SINGLE REVIEW: Martina and the Moons – Laundry Mat
‘Laundry Mat’ is a glorious mess of emotion and distortion — the kind of track that sounds like it was recorded in the middle of a storm and loved every second of it. The all-girl Irish four-piece channel the golden age of ’90s Britpop and post-punk but twist it through a modern, sharper lens. Think Elastica’s angular guitar hooks colliding with Lush’s dreamlike textures, only rougher around the edges and infinitely more direct.
It’s a song of contrasts. The opening feels fragile and exposed — delicate vocals floating above chiming guitars — before everything bursts open into a thrashing wall of noise. The shifts between sparse and dense textures give it a pulse that feels alive; every quiet passage hums with tension, every eruption feels deserved. That oscillation between soft and feral captures the essence of the band’s sound — vulnerability meeting grit, emotion spilling over into chaos.

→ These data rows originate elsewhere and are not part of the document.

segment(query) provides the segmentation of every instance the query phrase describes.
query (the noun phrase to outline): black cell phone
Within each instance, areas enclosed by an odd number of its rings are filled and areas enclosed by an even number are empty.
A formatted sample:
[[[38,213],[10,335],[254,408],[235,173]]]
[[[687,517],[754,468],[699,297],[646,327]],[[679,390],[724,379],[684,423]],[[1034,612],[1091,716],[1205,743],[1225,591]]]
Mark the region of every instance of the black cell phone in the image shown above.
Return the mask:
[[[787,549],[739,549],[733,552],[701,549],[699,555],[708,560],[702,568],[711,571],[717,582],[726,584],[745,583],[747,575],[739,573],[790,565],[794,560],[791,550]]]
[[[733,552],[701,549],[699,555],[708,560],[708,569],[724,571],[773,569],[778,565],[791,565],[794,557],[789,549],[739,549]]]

Martina herself is magnetic at the centre of it all. Her delivery swings from wounded confession to fiery confrontation, keeping you right on the line between empathy and adrenaline. When the spoken element cuts through, it adds a whole new layer — half art-school performance piece, half rage-driven monologue — and it works brilliantly, giving the track a sense of movement and purpose that feels spontaneous yet perfectly judged.
What makes ‘Laundry Mat’ stand out is how it fuses worlds. It takes post-punk’s experimental gloom, folds in post-rock’s sweeping crescendos, and still finds room for jangly indie sparkle. The result is something both nostalgic and defiantly current — a song that could have lived on a smoky stage in 1995 but feels every bit as vital now.
Raw, cinematic, and emotionally charged, ‘Laundry Mat’ proves Martina and the Moons aren’t just reviving old sounds — they’re reinventing them.